Vou casar-me, vou ser d'elle, só d'elle... levar-te-hei comnosco... Olha que foi elle que m'o pediu... Vê como elle é bom. Eu a fallar a verdade estava tão douda que nem me lembrei de similhante cousa; mas elle fallou logo em ti, foi a sua primeira vontade! Adoro-te visto que elle é teu amigo. Has de aborrecer-me ás vezes, meu pobre Thadeu, porque nunca entendes a tempo quando deves ir-te embora, mas eu hei de educar-te. Verás! Viveremos todos tres. Nunca mais te hei de tratar mal! nunca mais me hei de rir da tua casaca. E, a proposito, tu ainda a tens, aquella malfadada casaca? Não me faças rir no dia do meu casamento, pelo amor de Deus manda fazer uma nova para esse dia. Não tenhas medo de gastar. Eu tenho muito. Sou rica, muito rica, somos todos tres muito ricos.

E douda, anhelante, no delirio da creança que venceu a sua primeira teima, na dilatação ampla de uma alma que conquistou o seu desejo supremo, Margarida expandia n'estas palavras diffusas, incoherentes, sem nexo, toda a felicidade que era hoje d'ella e que julgava eterna.
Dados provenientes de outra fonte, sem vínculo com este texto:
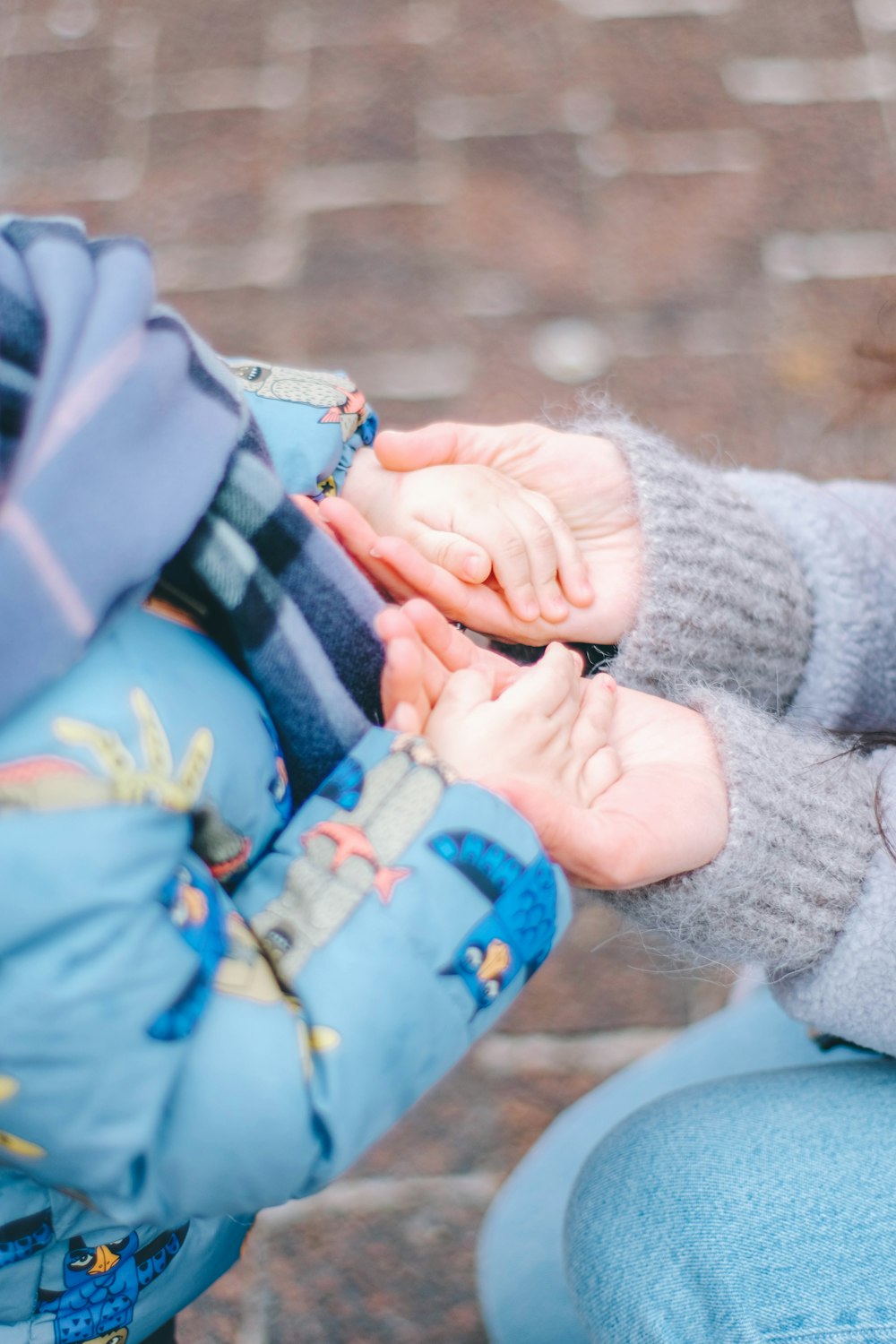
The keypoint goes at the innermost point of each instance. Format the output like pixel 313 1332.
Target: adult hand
pixel 582 476
pixel 665 814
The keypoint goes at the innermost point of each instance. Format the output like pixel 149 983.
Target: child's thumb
pixel 468 561
pixel 435 445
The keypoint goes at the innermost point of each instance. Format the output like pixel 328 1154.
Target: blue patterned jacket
pixel 211 1002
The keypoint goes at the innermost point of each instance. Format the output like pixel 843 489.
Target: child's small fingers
pixel 493 524
pixel 463 693
pixel 548 687
pixel 463 558
pixel 598 706
pixel 573 572
pixel 538 556
pixel 405 719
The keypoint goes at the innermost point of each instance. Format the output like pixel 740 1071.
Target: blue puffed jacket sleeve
pixel 314 422
pixel 187 1046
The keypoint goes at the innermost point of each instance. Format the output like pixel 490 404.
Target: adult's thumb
pixel 435 445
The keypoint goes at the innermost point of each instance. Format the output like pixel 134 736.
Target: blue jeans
pixel 737 1185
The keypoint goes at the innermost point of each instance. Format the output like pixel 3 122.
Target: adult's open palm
pixel 582 476
pixel 667 812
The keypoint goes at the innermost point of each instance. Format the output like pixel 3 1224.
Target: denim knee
pixel 742 1210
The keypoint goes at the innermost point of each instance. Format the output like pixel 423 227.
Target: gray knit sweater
pixel 770 605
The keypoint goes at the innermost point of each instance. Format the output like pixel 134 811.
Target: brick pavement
pixel 482 209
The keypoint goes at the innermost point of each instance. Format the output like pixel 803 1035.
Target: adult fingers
pixel 460 556
pixel 571 569
pixel 445 441
pixel 402 679
pixel 524 558
pixel 551 685
pixel 595 714
pixel 394 624
pixel 462 694
pixel 452 648
pixel 358 538
pixel 584 841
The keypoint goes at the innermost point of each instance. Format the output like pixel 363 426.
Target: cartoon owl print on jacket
pixel 517 933
pixel 24 1236
pixel 102 1284
pixel 341 401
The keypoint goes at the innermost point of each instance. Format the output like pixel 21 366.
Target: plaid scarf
pixel 126 452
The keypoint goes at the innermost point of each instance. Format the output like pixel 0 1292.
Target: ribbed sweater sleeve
pixel 723 597
pixel 802 835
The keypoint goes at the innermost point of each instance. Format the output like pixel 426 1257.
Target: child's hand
pixel 478 524
pixel 541 728
pixel 665 814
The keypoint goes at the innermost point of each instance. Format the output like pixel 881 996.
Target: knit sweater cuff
pixel 723 596
pixel 802 833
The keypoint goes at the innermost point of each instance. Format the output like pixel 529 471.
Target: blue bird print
pixel 102 1282
pixel 516 935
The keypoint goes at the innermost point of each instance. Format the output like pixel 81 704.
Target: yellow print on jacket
pixel 11 1142
pixel 56 784
pixel 156 780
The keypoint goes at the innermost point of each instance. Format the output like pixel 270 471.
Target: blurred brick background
pixel 481 207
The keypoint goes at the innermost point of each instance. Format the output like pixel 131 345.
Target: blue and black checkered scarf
pixel 128 459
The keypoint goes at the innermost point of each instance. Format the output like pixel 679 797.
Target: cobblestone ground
pixel 482 207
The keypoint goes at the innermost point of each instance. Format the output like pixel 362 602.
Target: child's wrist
pixel 360 478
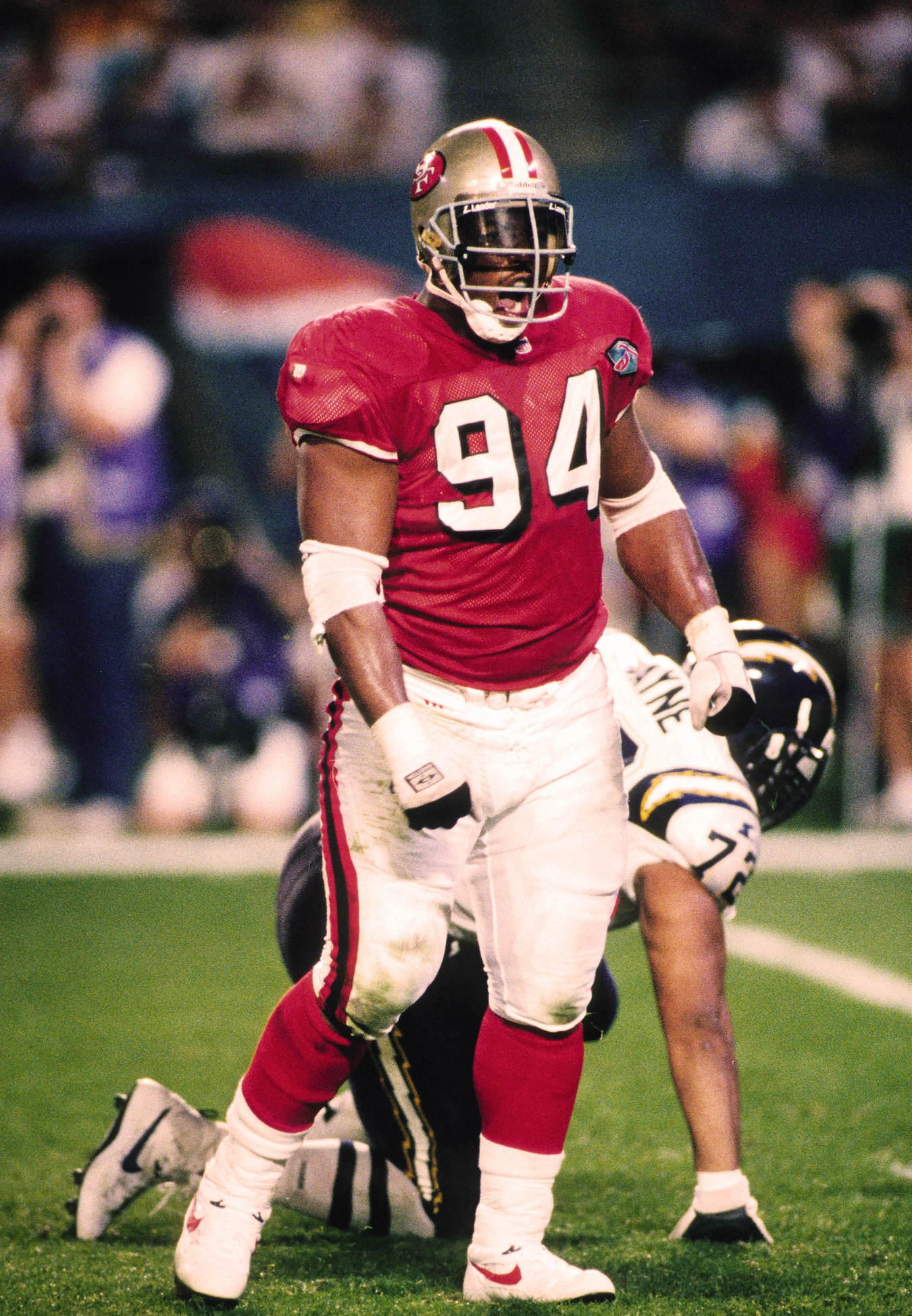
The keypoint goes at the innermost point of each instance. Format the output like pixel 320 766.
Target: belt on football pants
pixel 438 691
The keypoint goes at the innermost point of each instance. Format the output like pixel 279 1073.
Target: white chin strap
pixel 480 316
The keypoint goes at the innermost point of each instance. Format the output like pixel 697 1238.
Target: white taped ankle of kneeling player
pixel 253 1134
pixel 516 1201
pixel 352 1187
pixel 420 773
pixel 497 1159
pixel 723 1190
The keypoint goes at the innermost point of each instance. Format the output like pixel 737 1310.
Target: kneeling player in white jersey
pixel 399 1153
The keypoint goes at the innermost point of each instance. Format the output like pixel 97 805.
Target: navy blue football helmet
pixel 785 748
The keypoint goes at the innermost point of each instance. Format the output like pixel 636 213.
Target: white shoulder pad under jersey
pixel 688 801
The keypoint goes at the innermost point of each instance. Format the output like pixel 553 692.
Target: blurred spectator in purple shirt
pixel 97 489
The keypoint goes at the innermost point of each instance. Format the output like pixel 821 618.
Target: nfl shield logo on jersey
pixel 623 356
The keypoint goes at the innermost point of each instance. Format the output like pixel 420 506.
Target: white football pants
pixel 542 854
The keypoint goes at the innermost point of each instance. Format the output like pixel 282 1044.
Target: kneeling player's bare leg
pixel 684 936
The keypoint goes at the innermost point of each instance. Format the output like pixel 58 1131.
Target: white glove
pixel 432 791
pixel 721 695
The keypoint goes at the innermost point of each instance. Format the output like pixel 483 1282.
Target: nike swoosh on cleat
pixel 512 1277
pixel 129 1165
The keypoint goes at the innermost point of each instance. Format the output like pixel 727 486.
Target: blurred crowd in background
pixel 105 97
pixel 155 664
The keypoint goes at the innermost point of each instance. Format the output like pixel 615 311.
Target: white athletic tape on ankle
pixel 655 499
pixel 728 1194
pixel 337 578
pixel 257 1136
pixel 497 1159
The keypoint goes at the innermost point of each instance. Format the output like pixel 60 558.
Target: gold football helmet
pixel 486 188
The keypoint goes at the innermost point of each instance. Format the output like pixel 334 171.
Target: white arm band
pixel 711 633
pixel 655 499
pixel 337 578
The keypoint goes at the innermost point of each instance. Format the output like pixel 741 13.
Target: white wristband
pixel 420 773
pixel 656 498
pixel 711 633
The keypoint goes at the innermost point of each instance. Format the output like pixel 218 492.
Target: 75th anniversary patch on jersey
pixel 623 357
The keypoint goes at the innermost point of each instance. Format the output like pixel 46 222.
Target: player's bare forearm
pixel 368 660
pixel 662 557
pixel 684 937
pixel 349 499
pixel 665 560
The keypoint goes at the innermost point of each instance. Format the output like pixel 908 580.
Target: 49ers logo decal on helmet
pixel 427 176
pixel 623 357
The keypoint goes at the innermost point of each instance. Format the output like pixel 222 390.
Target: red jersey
pixel 495 560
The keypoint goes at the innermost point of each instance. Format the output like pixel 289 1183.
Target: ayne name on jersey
pixel 453 453
pixel 399 1152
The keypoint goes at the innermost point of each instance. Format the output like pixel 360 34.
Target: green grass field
pixel 105 980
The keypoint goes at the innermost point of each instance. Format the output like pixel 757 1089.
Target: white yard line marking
pixel 141 856
pixel 817 853
pixel 828 854
pixel 852 977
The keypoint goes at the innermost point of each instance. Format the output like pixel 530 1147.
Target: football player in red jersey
pixel 455 450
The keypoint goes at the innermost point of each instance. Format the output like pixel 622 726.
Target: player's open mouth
pixel 511 306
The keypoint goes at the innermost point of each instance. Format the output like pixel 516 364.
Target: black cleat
pixel 741 1224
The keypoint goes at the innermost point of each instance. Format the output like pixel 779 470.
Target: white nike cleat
pixel 531 1273
pixel 216 1244
pixel 157 1137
Thadeu escutava com o olhar morto e vidrado de um somnambulo.

Depois emmudecido por uma dôr aguda que lhe rasgava as carnes de todo o seu corpo como um punhal de muitas laminas, sahiu do quarto cambaleando como um ebrio.

No dia do casamento de Henrique houve dous entes que na humilde tristeza de uma pobre casa, choravam unidos todas as lagrimas da sua alma.

A um d'esses entes pungia-o uma angustia dilacerante demais para que a palavra humana a pudesse traduzir.

A outro sobresaltava-o um presentimento horrivel, como que um dobrar de finados que lhe écoava lá dentro, e ao qual não podia fechar os ouvidos.

Esses dous entes esquecidos, voluntariamente afastados das pompas principescas d'aquelle dia, das festas d'aquella solemnidade esplendida eram Thadeu e a irmã de Henrique.